Хотя нет: стоял там кто-то, в драной кольчуге, опираясь на кривое копьё.
— Хр-буль-буль, — промямлило существо, и я поняла, что это воин, причём русский, всадник. Да не простой, а княжеский. И плащ был когда-то бархатным, красным. И сапоги не коровьей шкуры — розового сафьяна. Только лицо обтянуто тёмно-серой кожей, да пальцы скелета, вцепившиеся в древко, страшно искалечены. «Зомби», — сразу узнала я.
— Умертвие! — взвизгнула Орон.
— Не-а, — Баба Яга наклонилась, щёлкнула по гнилым, выпяченным зубам, которых никак не хотели прикрывать узкие сухие губы. — Ходячий мертвец.
— Что совой об пень, что пнём по сове, — сказал Сэрв.
— Умертвие, мурмолка ты ходячая, это нетленный труп, который закопан в кургане или в склепе лежит, и ждёт своего часа. Пройдёт мимо путник, особливо ночью, а умертвие его манит, голосами да видениями разными зазывая, — начала ликбез Баба Яга. — В умертвия превращаются сильные колдуны, либо те, чью жизненную силу забрал какой-нибудь амулет, но на теле и остался. Он управляет трупом и не даёт ему портиться и стареть. Слышал байки про закопанный на сотню лет царевен, что не гнили, морщинами не покрывались, а были всё такими же прекрасными, как и в день смерти? Вот это оно. Ходячий же мертвец — простой человек, которого поднял колдун, либо дело несделанное, либо клятва нарушенная. И пока он эту клятву не исполнит, или у колдуна прощения не вымолит, будет по земле бродить. Тебе чего надо, полешка безглазая?
Мертвец перекособочился, достал из-за пазухи пергамент, перевязанный лентой и с сургучной печатью. На печати было имя какого-то князя, что ли — кусок скололся, а адресовано было великому князю Ярославу Мудрому и жене его Ингигерде.
— Эк, хватил! — бабка покачала головой. — Так уж не только Ярослав Владимирович преставился, так и сын его, Всеволод Ярославич.

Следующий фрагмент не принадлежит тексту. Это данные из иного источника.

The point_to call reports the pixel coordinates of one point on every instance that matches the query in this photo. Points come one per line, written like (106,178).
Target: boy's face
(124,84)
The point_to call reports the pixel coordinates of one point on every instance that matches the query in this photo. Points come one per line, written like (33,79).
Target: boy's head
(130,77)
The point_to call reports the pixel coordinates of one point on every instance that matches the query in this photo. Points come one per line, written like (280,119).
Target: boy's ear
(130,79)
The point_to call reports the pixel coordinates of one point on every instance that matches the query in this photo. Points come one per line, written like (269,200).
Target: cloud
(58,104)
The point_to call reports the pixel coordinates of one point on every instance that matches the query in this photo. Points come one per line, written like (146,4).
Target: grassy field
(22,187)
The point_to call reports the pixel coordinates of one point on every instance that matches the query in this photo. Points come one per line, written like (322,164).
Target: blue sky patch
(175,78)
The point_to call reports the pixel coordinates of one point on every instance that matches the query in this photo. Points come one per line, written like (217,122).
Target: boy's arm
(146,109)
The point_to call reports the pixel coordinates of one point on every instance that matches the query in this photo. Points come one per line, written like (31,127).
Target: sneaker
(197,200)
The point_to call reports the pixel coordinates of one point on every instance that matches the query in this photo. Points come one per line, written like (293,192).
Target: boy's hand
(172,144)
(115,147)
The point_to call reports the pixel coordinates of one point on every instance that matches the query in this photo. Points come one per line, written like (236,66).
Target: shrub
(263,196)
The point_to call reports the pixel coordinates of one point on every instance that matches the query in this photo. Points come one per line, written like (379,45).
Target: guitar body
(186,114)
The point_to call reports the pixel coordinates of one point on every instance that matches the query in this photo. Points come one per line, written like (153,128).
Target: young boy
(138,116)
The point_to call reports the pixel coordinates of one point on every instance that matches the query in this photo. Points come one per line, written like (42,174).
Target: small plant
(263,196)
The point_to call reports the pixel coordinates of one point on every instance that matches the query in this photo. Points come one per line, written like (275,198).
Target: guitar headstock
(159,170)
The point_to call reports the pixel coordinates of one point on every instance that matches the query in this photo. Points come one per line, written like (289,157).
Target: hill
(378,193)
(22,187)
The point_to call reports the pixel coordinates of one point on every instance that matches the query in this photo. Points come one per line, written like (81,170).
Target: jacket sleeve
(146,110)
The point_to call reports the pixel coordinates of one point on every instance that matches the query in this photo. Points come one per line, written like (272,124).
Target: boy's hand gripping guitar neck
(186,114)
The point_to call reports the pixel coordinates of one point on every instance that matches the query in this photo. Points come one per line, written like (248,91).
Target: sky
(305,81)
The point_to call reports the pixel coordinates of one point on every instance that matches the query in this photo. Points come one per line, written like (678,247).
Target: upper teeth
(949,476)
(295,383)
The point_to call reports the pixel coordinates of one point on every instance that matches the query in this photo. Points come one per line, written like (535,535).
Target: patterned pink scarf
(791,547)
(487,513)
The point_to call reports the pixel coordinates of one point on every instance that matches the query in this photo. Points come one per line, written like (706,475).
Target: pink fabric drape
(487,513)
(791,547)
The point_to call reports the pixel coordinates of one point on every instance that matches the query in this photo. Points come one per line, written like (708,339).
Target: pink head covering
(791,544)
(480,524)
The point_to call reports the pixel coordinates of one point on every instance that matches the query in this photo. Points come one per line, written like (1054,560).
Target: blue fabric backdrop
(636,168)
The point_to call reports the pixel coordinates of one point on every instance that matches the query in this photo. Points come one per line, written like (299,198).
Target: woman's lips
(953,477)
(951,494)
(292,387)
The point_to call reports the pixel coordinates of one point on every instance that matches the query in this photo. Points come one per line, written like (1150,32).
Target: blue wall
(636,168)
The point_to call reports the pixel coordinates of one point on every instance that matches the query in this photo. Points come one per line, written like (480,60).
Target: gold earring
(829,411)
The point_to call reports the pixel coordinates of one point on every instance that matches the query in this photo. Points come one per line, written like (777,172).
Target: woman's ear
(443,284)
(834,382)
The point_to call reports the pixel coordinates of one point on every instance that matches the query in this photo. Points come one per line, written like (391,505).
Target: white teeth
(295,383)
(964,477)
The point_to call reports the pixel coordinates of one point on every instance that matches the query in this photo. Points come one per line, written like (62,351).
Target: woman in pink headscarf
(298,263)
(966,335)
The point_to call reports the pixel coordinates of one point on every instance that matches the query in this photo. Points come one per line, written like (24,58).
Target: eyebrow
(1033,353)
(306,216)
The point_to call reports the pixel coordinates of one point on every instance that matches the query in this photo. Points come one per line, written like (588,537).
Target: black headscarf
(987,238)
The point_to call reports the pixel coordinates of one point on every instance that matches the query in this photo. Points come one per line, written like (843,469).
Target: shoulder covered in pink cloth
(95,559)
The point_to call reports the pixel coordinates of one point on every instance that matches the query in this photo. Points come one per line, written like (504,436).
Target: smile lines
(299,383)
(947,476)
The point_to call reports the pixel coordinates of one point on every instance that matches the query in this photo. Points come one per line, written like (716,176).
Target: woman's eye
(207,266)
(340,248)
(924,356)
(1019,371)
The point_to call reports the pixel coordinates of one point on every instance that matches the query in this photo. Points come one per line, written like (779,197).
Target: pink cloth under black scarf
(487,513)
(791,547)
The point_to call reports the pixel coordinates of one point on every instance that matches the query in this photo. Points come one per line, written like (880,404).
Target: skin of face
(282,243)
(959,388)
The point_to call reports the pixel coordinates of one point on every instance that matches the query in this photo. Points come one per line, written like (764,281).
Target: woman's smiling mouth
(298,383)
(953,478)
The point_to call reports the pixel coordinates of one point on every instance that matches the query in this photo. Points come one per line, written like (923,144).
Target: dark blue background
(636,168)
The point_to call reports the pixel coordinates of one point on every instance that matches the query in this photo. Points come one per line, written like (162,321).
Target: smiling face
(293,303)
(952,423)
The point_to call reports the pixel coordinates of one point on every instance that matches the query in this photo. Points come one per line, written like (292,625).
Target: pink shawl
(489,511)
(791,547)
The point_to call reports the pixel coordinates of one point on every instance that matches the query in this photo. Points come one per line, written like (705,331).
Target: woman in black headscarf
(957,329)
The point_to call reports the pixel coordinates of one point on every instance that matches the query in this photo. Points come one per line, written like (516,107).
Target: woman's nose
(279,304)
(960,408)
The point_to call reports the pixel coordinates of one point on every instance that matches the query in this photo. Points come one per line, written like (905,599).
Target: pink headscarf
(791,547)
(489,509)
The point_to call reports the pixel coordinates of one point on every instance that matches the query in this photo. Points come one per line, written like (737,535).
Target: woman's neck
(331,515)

Сейчас престол русский у внука ярославова, Владимира Всеволодовича, прозванием «Мономах». Долгонько ж ты тут стоишь, болезный…
Зомби покивал, показывая, что его устроит, если пергамент доставят и Владимиру, и Мстиславу, и Роману, и Юрию — хоть кому-то рода княжеского.

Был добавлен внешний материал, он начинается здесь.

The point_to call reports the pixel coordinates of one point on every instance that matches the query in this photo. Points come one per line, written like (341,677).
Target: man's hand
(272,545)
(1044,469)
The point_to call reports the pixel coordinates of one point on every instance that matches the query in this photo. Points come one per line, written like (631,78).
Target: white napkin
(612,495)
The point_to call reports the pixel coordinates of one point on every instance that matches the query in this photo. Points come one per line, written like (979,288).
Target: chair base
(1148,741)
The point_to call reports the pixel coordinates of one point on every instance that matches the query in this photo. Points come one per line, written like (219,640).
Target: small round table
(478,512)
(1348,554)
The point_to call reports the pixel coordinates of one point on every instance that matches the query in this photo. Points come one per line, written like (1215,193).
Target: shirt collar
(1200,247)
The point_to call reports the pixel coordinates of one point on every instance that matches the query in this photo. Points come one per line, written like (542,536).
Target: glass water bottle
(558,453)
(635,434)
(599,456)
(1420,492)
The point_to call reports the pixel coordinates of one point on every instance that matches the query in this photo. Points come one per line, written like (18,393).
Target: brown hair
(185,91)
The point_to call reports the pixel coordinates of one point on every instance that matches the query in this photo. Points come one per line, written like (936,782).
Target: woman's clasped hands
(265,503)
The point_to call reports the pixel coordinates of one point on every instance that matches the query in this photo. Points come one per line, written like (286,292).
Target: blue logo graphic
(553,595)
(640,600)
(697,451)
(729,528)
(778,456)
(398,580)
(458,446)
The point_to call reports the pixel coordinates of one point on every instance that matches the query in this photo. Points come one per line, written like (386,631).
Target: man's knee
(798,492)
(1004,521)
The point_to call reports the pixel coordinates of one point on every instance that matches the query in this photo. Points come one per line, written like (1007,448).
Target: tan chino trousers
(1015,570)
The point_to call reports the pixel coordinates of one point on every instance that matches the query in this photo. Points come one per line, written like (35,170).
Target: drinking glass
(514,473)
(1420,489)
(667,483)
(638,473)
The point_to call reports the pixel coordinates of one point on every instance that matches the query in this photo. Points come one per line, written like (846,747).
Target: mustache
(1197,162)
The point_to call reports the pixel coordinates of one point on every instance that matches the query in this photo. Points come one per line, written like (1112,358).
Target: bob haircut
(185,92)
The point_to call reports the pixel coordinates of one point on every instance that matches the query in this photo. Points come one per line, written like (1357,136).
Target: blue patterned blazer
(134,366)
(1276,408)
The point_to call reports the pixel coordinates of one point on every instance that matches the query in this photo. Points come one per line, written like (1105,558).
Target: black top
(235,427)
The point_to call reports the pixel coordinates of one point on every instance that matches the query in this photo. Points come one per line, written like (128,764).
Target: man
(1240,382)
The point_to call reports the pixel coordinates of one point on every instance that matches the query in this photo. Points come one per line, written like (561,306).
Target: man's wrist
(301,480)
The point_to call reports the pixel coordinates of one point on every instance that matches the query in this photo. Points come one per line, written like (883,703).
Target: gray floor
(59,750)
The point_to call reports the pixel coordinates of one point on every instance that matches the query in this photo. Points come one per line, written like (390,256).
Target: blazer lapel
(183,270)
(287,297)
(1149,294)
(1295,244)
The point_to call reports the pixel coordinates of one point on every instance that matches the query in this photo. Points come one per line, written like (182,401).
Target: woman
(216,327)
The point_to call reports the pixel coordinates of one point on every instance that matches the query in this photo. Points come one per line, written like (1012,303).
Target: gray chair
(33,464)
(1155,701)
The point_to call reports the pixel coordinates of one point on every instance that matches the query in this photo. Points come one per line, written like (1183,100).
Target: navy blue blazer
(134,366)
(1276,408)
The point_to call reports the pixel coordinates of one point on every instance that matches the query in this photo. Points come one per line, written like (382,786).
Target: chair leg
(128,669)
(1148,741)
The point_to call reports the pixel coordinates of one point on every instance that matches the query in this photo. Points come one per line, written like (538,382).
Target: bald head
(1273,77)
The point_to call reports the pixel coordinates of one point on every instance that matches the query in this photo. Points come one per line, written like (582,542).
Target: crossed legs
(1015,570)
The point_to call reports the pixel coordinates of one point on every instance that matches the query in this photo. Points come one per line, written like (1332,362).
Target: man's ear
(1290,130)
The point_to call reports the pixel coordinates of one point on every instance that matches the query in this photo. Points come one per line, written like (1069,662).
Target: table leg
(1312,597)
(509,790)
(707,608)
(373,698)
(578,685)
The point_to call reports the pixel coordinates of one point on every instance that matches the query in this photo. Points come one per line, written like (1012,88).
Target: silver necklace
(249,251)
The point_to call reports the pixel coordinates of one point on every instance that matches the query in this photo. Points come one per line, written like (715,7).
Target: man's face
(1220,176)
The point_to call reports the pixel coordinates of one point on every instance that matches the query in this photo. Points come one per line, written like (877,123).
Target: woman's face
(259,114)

— Видать, важное письмецо… — протянул Сэрв, пытаясь незаметно слямзить восковую печать. Оторвать не оторвал, но прочёл:
— «Князь Джерело». Ну и имечко! То ли студень из говяжьих мослов, то ли дыра в нужнике…
— У тебя ли лучше? — отбрила Яга. — Так и быть, доставлю письмецо твоё, горемыка.
Зомби подобрался, выпрямился и… зашагал рядом с нами, показывая, что Город Грехов ничего нам под его защитой не сделает. Ну да. Яга спорить не стала, просто махнула рукой на всё это безобразие. Я тоже как-то уже смирилась с тем, что наш отряд прирастает какими-то неприятными личностями. И, в конце концов, может, это нам поможет дойти до бабкиной избушки, куда мы так и не можем вернуться после акушерского похода? Нет, это здорово, что Яга приняла роды, только вот девчонки сейчас вынуждены лежать в виде чурочек деревянных, а их мать — изображать цыганку.